Here is an improved handling of the dates and a more base R (well still using ggplot2...) solution:
library(tidyverse)
my.df <- neg.trans %>%
# Convert the row.names to a proper column so it can be the x-axis
rownames_to_column("Date") %>%
# Format the Date colum with parse_date, %Y is the symbol for year, %b for abbrev. months
mutate(Date = parse_date(Date, format = "%Y-%b")) %>%
# Transform the data from wide to long format
gather("type", "value", -Date)
ggplot(my.df, aes(Date, value, fill = type)) +
geom_col() +
scale_x_date(date_labels = "%Y-%b") # Take care of the correct date-labels
library(ggplot2)
# Convert the row.names to a proper column so it can be the x-axis
neg.trans$Date <- row.names(neg.trans)
# Columns which should be gathered into one
ids <- c("Fraud", "DeviceDeposit", "Usagefees", "SecurityDeposit")
# Transform the data from wide to long format
my.df <- reshape(neg.trans, idvar = "Date", varying = list(ids),
times = ids, v.names = "value", direction = "long")
row.names(my.df) <- NULL
# Add a day to each Date so we can transform it
my.df$Date <- paste0(my.df$Date, "-01")
# Format the Date colum with as.Date, %Y is for year, %b for abbrev. months, %d for day
my.df$Date <- as.Date(my.df$Date, format = "%Y-%b-%d")
ggplot(my.df, aes(Date, value, fill = time)) +
geom_col() +
scale_x_date(date_labels = "%Y-%b")
Descending odering
If you want to order your columns individually you can do the following (adapted from https://stackoverflow.com/a/53598064/5892059)
my.df <- my.df %>%
arrange(Date, type) %>%
mutate(type = factor(type)) %>%
arrange(Date, -value)
aux <- with(my.df, match(sort(unique(type)), type))
ggplot(my.df, aes(Date, value, fill = interaction(-value, Date))) +
geom_col() +
scale_fill_manual(values = scales::hue_pal()(4)[my.df$type],
labels = with(my.df, type[aux]),
breaks = with(my.df, interaction(-value, Date)[aux])) +
scale_x_date(date_labels = "%Y-%b")
In my opinion that looks confusing.
This?
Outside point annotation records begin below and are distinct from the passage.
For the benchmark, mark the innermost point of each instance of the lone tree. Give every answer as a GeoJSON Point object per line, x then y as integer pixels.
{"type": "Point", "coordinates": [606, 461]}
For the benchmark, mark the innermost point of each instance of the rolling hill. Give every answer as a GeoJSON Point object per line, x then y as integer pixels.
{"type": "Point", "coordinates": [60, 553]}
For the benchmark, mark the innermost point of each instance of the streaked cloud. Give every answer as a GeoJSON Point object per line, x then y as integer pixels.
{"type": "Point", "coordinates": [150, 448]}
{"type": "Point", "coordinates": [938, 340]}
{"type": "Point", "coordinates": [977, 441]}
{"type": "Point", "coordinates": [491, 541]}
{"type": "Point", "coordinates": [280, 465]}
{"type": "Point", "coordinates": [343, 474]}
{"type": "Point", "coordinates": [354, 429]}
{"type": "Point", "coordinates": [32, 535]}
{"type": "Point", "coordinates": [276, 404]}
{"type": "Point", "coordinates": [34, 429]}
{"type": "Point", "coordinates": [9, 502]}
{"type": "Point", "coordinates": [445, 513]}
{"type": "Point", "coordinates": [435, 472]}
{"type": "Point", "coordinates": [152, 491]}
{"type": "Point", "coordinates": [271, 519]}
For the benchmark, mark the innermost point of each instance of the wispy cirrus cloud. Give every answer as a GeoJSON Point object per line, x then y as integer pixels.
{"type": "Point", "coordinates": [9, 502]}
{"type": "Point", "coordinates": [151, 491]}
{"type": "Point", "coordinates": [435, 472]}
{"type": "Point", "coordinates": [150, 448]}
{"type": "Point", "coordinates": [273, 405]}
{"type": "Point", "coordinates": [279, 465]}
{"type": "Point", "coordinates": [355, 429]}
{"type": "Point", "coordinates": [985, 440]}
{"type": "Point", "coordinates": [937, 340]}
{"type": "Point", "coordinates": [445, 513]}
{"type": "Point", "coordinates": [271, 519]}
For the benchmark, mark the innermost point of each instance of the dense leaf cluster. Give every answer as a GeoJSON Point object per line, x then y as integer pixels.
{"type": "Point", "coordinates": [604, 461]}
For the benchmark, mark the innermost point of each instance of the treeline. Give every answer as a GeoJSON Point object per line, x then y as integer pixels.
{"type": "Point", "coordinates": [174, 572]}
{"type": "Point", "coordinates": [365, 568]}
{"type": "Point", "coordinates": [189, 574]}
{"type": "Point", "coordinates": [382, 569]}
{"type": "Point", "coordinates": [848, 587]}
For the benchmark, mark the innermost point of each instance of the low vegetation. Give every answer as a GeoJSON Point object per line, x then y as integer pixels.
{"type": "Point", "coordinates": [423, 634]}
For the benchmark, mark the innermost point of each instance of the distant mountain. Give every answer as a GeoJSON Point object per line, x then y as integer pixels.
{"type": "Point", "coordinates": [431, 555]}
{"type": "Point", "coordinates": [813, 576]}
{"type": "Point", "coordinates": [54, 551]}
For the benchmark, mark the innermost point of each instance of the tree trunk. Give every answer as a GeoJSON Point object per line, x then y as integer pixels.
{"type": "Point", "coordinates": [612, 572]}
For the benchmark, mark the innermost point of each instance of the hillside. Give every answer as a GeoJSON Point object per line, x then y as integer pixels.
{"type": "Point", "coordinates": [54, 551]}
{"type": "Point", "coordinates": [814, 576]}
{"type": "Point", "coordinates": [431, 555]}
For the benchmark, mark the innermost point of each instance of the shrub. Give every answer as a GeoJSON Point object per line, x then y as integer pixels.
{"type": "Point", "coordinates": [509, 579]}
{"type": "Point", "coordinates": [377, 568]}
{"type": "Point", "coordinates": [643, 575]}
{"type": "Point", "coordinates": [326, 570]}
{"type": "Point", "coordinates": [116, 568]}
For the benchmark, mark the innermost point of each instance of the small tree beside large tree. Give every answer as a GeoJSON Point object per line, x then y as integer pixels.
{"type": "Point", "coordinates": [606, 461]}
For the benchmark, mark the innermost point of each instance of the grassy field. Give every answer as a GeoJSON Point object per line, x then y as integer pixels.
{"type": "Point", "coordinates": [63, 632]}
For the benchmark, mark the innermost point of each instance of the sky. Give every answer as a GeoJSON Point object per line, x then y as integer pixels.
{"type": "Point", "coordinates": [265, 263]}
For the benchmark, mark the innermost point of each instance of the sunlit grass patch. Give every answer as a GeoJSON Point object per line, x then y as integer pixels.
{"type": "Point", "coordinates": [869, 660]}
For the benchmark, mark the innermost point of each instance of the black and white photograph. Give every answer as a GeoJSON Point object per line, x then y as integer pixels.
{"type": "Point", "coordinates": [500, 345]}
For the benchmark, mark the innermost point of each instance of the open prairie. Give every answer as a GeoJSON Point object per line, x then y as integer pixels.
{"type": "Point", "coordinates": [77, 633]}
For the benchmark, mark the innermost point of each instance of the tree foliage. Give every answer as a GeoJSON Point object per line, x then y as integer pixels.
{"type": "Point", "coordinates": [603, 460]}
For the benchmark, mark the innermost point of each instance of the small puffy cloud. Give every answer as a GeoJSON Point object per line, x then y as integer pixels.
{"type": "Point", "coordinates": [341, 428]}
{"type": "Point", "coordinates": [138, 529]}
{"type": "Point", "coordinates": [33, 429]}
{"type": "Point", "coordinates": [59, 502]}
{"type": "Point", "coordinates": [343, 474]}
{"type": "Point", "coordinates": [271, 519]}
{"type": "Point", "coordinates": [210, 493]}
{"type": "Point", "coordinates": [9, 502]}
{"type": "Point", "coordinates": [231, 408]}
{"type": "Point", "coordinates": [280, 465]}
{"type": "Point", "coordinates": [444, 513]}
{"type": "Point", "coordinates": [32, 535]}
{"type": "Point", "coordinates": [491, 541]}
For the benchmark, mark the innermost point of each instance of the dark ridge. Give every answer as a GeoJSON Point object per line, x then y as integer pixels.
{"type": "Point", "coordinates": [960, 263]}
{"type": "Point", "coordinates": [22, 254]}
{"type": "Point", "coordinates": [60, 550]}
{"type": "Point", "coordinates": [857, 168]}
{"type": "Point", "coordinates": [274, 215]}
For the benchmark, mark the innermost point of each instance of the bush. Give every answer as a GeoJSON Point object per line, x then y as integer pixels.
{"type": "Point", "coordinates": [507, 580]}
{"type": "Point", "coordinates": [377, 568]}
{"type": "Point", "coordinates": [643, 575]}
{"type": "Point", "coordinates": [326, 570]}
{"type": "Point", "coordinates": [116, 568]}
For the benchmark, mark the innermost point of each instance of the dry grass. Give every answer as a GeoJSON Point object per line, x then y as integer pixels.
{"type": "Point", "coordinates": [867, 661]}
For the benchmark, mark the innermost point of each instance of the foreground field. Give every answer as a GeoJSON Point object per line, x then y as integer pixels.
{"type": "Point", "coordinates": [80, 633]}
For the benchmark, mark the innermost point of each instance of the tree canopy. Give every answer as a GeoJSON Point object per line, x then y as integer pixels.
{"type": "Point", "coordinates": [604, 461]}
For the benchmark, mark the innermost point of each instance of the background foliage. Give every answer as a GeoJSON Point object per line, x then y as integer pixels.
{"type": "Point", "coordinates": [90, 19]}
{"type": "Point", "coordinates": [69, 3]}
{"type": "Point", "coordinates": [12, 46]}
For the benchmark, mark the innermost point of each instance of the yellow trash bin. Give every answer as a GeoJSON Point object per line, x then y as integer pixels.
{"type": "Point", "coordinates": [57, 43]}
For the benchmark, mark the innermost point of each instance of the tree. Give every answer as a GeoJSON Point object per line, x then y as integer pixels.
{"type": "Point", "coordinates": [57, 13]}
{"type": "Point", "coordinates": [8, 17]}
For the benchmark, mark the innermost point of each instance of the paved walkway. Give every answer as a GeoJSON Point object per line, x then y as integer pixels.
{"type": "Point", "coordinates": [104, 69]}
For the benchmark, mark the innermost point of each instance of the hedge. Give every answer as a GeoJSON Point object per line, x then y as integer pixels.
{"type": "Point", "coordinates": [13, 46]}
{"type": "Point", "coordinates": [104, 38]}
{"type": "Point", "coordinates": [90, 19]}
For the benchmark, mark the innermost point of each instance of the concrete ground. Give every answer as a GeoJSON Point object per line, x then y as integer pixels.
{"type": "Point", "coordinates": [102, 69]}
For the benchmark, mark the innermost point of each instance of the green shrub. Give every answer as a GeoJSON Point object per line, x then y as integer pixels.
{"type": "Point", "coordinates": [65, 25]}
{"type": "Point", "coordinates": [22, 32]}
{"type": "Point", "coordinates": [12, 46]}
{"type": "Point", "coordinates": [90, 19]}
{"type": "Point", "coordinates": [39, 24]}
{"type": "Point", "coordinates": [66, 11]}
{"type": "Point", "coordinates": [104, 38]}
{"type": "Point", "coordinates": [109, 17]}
Hopefully someone suggests an edit. The way I've handled the date is really not the best.
library(tidyverse)
df<-neg.trans %>%
mutate(Date=row.names(.),Day=rep(1,nrow(.)),Date=paste(Date,Day,sep="-0"))
df<-df %>%
mutate(Date=as.factor(Date))
levels(df$Date)<-c("2018-Oct-01","2018-Nov-01","2018-Dec-01","2019-Jan-01")
df%>%
gather("ID","Value",-Date,-Day) %>%
select(-Day) %>%
ggplot(aes(Date,Value,fill=ID)) + geom_col()
NOTE:
Months<-sapply(strsplit(as.character(df$Date),"-"),"[[",2)
Months<-recode(Months,"Dec"=12,"Nov"=11,"Oct"=10,"Jan"=1)
df %>%
mutate(Months=Months,Date=str_remove_all(df$Date,"-.*"),
Date=make_date(Date,Months,Day),Date=as.factor(Date)) %>%
gather("ID","Value",-Date,-Day,-Months) %>%
arrange(Date) %>%
select(-Day,-Months) %>%
ggplot(aes(Date,Value,fill=ID)) + geom_col()